We were delighted to have our largest and, dare we say, most appreciative audience yet at our most recent concert at Christ Church. Thanks to all who attended and supported us. Here is a review of the concert by Victoria Kingham at Hastings Independent Press.


Max Baillie and Guests

If you think you don’t like classical music, if you think it’s boring, difficult, too long, can’t dance to it, only for old people, go to a St. Leonards Music concert and you are guaranteed to change your mind. Max Baillie is a violinist of extraordinary gift, and an engaging impresario. His lucid introductions to his concerts make them not only intelligible but fun. He prefaced this concert – Beethoven’s Trio No. 3 and Brahms’ Piano Quartet No. 25 – with two short readings from The Lexicon of Musical Invective, a collection of horrid things critics and composers have said about composers. Beethoven “first fills the soul with sweet melancholy, and then shatters it by a mass of barbarous chords. He seems to harbour together doves and crocodiles,” wrote one critic in 1810. Of Brahms, in 1886, Hugo Wolf wrote that he had perfected “the art of composing without ideas”, and of his “mousy obsequiousness”. Tchaikovsky pulled no punches however and wrote in his 1886 diary that Brahms was “a giftless bastard!” [1886].

Baillie’s trio (Alasdair Beatson on piano, Alexander Baillie on cello) proceeded to the Beethoven Trio with the brilliance and effervescence of three musicians with complete mastery over their material. I have rarely seen a more spirited, intelligent, or enjoyable performance. To say they played it correctly, faultlessly, would be to understate their achievement.  Under their hands, Beethoven’s music had grace, shape, voice, dialogue, beautiful cohesion – endless qualities over and above mere notes. They made evident the astonishing variety within its four movements, a question-and-answer first movement with some crazy pizzicato strings and a glittering waterfall of notes from the piano, then a (very brisk!) lullaby, a minuet and trio and a last movement of fiendish speed and difficulty, ending with an elegant little flourish, pause, and stop. 

Popular musicians strive on stage to mimic the highly-produced sound of a recording. To a lesser extent, recorded jazz sometimes seems more fluent (though perhaps less exhilarating) than live jazz.
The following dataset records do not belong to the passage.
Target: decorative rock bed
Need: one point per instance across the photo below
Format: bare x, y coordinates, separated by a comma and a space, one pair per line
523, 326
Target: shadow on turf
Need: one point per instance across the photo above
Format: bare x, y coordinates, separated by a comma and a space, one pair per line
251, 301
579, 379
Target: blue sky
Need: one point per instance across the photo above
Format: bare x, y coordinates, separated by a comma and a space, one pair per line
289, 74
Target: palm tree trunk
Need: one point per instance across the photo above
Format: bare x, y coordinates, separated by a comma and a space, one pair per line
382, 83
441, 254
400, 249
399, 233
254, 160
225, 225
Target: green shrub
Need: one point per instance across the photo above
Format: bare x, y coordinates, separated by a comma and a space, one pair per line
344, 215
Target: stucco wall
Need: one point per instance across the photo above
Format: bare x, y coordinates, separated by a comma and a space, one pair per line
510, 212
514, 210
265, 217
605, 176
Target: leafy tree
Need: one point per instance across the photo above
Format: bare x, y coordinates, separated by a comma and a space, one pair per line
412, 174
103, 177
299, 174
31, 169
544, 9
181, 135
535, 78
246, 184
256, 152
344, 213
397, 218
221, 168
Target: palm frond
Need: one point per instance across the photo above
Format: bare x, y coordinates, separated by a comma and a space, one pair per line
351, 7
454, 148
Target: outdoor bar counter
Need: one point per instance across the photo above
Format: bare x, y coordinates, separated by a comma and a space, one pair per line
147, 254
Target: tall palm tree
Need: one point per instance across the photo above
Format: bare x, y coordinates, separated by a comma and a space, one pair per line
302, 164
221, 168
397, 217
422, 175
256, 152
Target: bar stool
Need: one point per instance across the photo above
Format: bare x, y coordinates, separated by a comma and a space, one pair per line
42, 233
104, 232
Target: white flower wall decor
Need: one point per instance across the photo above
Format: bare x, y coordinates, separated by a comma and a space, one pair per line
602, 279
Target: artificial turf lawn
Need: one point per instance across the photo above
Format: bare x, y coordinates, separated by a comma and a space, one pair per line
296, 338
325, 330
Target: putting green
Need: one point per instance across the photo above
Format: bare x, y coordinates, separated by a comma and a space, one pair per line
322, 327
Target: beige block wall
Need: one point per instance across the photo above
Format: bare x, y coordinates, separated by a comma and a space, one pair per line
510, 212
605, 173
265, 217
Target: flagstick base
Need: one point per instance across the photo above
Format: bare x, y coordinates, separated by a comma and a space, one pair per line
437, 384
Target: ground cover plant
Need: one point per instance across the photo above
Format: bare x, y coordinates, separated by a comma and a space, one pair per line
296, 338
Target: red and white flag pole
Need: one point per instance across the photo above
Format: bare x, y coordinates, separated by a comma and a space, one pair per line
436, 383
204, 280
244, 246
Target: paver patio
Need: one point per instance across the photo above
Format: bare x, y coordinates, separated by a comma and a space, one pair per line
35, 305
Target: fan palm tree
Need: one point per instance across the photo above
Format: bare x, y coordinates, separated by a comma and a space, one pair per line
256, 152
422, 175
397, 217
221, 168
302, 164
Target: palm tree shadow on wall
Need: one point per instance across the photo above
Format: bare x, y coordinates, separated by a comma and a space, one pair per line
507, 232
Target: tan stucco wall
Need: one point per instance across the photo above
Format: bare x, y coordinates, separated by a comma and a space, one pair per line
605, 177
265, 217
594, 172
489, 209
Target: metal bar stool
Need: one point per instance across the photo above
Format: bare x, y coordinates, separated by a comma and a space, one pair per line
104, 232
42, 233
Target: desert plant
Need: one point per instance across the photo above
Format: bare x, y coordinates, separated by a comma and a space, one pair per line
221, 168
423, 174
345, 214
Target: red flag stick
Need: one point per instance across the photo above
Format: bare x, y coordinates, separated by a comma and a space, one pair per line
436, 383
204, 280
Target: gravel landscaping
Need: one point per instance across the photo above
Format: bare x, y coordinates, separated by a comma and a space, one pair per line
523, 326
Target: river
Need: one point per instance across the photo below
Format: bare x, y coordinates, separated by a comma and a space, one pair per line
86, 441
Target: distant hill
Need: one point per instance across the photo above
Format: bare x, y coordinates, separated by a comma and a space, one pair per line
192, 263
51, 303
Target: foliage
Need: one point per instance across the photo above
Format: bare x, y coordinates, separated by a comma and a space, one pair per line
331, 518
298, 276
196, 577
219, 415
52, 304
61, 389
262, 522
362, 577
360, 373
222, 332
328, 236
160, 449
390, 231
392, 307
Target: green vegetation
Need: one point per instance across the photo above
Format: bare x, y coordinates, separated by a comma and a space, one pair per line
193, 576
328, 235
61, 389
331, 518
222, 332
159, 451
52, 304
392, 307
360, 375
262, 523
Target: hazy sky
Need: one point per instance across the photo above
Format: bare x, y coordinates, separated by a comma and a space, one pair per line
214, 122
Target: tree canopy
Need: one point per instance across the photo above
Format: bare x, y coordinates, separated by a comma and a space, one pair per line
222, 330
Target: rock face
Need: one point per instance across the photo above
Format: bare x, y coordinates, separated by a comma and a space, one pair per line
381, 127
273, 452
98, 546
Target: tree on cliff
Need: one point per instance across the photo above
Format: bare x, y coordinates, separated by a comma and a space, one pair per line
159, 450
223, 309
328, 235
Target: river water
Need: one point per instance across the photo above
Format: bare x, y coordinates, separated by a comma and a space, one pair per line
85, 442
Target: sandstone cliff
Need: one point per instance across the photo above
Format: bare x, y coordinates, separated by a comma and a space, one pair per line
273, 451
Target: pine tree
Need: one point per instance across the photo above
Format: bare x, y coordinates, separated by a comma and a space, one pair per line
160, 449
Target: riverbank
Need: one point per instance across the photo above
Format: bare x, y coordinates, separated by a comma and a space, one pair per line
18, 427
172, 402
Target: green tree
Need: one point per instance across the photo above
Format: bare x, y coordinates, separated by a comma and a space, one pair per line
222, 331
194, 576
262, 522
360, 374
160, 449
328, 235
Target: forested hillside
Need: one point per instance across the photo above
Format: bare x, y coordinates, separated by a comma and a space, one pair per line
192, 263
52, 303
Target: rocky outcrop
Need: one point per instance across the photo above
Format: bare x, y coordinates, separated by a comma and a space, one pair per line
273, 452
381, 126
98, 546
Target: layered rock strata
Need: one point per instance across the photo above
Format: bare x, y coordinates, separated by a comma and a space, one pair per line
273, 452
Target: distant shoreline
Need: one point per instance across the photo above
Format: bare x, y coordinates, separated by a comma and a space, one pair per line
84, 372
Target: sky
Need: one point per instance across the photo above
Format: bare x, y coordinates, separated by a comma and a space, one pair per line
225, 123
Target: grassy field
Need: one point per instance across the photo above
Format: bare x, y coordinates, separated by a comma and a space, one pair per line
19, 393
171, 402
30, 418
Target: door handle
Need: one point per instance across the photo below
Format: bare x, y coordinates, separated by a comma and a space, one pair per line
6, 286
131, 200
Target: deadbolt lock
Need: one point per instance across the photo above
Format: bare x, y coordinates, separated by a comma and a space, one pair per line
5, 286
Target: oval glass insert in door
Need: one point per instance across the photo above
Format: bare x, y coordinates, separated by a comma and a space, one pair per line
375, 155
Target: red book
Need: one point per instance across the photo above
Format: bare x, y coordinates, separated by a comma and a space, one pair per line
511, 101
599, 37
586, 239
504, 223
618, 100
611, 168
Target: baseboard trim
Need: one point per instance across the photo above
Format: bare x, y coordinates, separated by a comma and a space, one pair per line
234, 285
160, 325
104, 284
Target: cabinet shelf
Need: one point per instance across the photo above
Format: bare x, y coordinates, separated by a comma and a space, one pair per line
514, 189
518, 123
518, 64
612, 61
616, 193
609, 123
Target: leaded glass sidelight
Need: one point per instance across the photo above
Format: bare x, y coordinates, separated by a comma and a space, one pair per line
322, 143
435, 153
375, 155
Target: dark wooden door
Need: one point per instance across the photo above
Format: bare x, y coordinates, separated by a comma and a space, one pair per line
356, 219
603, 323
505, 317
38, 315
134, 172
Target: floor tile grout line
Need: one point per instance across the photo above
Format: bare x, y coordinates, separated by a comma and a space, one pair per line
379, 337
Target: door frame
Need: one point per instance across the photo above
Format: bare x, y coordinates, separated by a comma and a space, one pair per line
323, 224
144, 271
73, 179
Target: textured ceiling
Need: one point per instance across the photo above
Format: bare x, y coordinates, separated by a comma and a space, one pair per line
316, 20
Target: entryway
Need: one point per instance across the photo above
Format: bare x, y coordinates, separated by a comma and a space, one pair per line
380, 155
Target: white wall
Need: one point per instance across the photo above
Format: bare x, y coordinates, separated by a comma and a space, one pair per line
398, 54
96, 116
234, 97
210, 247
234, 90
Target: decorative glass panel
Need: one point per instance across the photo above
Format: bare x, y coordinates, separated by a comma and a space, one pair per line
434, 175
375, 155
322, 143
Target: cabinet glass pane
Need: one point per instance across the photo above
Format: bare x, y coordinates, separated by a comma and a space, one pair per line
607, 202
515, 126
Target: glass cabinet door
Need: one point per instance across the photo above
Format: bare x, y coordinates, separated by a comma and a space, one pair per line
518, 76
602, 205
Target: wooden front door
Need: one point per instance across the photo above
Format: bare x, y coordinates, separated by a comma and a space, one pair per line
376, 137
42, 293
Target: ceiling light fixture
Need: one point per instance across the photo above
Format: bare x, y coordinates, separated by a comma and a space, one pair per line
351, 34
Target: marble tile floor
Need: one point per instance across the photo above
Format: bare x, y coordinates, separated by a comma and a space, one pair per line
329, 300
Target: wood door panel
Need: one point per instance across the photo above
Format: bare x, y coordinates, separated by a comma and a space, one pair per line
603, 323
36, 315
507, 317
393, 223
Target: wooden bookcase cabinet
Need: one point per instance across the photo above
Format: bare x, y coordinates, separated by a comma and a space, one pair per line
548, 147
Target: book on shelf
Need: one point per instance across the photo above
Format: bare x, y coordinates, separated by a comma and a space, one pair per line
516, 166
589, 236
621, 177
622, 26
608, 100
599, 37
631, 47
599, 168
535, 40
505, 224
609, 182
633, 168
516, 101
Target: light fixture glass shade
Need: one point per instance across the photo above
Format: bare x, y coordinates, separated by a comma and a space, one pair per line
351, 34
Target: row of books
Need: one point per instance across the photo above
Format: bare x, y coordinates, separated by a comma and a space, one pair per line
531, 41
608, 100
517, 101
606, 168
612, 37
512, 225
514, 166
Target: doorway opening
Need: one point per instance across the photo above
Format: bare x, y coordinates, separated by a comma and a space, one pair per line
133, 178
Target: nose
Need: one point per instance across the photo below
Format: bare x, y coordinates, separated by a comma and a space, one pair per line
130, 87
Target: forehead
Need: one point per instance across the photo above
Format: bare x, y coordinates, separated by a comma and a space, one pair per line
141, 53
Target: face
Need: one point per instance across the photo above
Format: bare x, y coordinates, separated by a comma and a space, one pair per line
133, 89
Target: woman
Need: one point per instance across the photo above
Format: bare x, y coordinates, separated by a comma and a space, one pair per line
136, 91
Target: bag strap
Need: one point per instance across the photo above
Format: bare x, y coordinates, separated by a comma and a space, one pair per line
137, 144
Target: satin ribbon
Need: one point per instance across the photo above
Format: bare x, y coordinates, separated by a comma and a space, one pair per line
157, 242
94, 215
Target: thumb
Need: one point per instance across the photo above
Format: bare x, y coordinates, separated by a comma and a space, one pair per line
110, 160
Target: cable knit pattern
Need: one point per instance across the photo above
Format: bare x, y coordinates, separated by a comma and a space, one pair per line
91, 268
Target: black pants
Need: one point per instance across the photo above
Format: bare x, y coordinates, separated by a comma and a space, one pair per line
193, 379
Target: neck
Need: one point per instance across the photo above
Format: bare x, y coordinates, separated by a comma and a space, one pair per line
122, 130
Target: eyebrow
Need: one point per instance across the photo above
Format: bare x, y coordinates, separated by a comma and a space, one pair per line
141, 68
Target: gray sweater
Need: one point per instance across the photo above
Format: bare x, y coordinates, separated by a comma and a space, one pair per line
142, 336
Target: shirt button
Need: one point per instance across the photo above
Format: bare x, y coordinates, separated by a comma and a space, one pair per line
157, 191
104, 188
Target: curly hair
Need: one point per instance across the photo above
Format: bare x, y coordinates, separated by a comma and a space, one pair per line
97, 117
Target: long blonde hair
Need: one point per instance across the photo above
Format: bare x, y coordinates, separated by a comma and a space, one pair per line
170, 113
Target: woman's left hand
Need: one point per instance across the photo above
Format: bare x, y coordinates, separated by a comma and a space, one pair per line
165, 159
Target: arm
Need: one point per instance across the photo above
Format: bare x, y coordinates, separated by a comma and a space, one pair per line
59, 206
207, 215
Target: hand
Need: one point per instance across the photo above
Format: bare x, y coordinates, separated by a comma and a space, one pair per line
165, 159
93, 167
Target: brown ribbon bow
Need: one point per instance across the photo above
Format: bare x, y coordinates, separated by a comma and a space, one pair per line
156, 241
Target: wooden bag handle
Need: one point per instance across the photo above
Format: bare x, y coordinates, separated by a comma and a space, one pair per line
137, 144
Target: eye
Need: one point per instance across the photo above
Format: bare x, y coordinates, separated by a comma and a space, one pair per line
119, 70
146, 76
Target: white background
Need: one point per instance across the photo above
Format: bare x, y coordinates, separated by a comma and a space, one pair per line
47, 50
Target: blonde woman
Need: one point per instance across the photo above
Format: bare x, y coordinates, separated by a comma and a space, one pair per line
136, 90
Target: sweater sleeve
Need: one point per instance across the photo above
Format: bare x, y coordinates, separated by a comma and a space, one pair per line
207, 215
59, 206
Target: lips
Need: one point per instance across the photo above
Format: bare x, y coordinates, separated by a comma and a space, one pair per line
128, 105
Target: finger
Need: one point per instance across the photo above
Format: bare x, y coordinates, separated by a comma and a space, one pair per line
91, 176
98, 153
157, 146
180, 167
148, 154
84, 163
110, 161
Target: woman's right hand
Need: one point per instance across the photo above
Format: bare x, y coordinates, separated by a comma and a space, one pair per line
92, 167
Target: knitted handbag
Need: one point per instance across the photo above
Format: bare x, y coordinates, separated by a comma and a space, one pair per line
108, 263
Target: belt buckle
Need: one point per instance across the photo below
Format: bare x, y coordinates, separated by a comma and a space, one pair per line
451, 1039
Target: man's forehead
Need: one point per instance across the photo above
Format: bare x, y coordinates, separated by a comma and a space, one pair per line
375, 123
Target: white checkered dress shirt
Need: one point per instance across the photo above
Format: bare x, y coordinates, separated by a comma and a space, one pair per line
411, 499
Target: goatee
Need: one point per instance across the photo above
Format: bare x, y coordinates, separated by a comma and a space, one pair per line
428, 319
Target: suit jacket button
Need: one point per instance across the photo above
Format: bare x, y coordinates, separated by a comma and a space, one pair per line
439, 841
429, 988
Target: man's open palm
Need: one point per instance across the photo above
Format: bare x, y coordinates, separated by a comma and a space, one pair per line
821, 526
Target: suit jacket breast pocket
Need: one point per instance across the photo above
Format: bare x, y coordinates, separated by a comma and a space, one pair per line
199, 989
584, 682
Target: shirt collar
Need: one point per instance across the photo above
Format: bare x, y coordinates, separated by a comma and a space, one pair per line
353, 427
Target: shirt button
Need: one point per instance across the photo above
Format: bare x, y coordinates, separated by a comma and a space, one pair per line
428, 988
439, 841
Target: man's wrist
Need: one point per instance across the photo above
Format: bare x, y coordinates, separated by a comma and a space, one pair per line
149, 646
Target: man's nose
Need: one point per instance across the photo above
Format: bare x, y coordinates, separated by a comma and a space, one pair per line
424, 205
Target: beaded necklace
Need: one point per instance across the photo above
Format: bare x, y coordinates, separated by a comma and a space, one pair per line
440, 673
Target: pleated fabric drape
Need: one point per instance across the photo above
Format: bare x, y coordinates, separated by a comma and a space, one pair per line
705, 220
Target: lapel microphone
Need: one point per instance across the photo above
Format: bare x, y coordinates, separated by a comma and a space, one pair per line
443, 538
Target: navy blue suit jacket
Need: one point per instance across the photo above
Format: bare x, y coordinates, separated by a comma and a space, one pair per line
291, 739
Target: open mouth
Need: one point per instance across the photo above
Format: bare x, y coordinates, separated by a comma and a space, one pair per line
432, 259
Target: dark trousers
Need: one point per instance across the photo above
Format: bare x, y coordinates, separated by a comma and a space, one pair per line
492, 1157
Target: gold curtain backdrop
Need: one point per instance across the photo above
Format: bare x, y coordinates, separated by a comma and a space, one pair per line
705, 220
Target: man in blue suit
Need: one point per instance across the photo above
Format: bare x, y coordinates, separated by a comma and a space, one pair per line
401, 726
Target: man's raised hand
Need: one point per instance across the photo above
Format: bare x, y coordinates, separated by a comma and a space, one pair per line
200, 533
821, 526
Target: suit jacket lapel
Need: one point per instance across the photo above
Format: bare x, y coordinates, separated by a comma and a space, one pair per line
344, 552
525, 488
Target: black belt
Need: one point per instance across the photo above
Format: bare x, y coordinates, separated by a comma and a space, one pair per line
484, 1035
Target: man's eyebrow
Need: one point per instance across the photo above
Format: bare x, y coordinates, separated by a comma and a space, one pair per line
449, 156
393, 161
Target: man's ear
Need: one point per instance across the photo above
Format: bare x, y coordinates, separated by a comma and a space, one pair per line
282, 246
But hearing a classical quartet of this quality play live, at close quarters, in a space with an acoustic designed specifically to sound Heavenly, watching them move through rhythmic patterns, effervescing, thoroughly enjoying their interconnecting phrases, and above all sounding loud, transcends the quality of any recording. 

The enthusiasm of the audience is always apparent in Christ Church, not least because most people know one another and everyone greets everyone – in the interval there was quite a party atmosphere. People settled, however, and the trio were joined by Anne Beilby, a notable viola player, for the Brahms. The contrast between the two compositions, (pointed out by Baillie in his introduction) became particularly apparent. Brahms’ melodies are stately, more marked, less surprising than Beethoven’s. The drama of this piece is in the dynamics, the build, the depth, the song-like development, the fortes and the pianos, the emphasis on the lower register and the melodic swell and ebb. In the first movement, the piano talks to the strings (in contrast to the Beethoven Trio where the strings talk among themselves and have an independent conversation with the piano). In the second, the cello forms a shelf of dizzy triplets underpinning the other strings and piano in a lyrical melody which rises in intensity then fades twinkling away. There’s a beautifully elegant third movement with a kind of dance in the middle in a slow three, and a breathtakingly fast, virtuoso-difficult fourth movement.

These four are indeed rare musicians of the highest order. Hearing these compositions played at this level of expertise with this level of commitment and sheer pleasure in the exposition, it is hard to imagine any music less reptilian, or less mousy.